On 8/9/2022 12:18 PM, Parav Pandit wrote:
From: Si-Wei Liu <si-wei.liu@xxxxxxxxxx>
Sent: Tuesday, August 9, 2022 3:09 PM
From: Si-Wei Liu <si-wei.liu@xxxxxxxxxx>
Sent: Tuesday, August 9, 2022 2:39 PM Currently it is not. Not a
single patch nor this patch, but the context for the eventual goal is
to allow XDP on a MTU=9000 link when guest users intentionally lower
down MTU to 1500.
Which application benefit by having asymmetry by lowering mtu to 1500
to send packets but want to receive 9K packets?
Below details doesn’t answer the question of asymmetry. :)
I think virtio-net driver doesn't differentiate MTU and MRU, in which case
the receive buffer will be reduced to fit the 1500B payload size when mtu is
lowered down to 1500 from 9000.
How? Driver reduced the mXu to 1500, say it is improved to post buffers of 1500 bytes.
For big_packet path, yes, we need improvement; for mergeable, it's
adaptable to any incoming packet size so 1500 is what it is today.
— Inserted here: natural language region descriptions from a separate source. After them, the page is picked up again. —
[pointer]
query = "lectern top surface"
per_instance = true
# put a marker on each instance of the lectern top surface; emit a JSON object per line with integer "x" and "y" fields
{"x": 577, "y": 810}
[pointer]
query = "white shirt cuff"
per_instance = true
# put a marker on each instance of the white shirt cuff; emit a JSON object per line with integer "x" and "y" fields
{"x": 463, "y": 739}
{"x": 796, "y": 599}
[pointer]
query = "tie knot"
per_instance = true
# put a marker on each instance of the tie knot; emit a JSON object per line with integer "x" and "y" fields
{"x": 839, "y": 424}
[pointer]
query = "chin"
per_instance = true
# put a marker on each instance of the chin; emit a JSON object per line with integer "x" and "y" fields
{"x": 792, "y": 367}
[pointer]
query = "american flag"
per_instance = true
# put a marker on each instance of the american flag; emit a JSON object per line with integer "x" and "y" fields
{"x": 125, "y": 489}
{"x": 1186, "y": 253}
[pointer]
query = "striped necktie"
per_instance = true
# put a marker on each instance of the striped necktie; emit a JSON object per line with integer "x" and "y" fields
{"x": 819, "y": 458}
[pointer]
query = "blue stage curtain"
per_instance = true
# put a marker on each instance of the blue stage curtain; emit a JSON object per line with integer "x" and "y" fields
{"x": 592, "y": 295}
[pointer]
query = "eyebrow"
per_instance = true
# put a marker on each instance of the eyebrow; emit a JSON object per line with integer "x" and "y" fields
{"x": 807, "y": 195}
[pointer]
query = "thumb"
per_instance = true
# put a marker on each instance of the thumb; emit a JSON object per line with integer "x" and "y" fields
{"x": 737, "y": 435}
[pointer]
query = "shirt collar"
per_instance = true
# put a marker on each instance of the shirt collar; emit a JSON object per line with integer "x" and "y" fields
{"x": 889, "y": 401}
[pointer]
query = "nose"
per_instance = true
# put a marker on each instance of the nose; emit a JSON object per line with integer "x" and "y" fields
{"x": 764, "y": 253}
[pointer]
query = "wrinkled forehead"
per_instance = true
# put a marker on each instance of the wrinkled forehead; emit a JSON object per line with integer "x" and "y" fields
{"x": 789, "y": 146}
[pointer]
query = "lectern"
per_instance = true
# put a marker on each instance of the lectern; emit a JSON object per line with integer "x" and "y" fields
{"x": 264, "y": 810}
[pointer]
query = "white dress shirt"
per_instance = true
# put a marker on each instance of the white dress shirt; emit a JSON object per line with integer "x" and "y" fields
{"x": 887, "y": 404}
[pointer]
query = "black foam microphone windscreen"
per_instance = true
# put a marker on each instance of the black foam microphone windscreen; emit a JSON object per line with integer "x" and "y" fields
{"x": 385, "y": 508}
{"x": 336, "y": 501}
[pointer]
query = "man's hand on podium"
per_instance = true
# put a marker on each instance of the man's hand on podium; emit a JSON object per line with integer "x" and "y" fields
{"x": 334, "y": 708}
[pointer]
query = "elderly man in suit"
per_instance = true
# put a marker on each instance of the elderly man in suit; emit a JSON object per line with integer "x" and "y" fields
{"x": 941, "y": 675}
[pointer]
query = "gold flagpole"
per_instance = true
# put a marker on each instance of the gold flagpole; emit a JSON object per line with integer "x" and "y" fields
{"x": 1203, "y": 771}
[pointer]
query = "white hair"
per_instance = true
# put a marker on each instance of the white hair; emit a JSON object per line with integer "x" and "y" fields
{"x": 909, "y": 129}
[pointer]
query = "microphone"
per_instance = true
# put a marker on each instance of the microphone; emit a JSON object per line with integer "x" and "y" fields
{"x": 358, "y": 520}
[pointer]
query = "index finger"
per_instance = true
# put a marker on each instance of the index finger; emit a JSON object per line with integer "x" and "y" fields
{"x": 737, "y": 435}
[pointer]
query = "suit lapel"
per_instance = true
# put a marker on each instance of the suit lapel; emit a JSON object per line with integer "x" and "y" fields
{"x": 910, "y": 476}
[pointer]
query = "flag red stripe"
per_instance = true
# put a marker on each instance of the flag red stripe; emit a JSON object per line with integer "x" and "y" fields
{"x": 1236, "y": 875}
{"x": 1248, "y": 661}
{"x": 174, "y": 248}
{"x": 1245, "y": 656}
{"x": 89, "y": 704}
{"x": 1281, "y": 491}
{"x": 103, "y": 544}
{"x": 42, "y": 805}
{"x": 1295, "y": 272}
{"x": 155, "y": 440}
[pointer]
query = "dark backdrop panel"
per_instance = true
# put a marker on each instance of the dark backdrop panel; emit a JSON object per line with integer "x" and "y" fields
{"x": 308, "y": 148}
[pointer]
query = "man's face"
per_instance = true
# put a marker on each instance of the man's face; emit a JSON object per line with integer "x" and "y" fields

Device doesn't know about it because mtu in config space is RO field.
Device keep dropping 9K packets because buffers posted are 1500 bytes.
This is because device follows the spec " The device MUST NOT pass received packets that exceed mtu".
Right, that's what it happens today on device side (i.e. vhost-net, btw
mlx5 vdpa device seems to have a bug not pro-actively dropping packets
that exceed the MTU size, causing guest panic in small packet path).
So, I am lost what virtio net device user application is trying to achieve by sending smaller packets and dropping all receive packets.
(it doesn’t have any relation to mergeable or otherwise).
Usually, the use case I'm aware of would set the peer's MTU to 1500
(e.g. on a virtual network appliance), or it would rely on path mtu
discovery to avoid packet drop across links.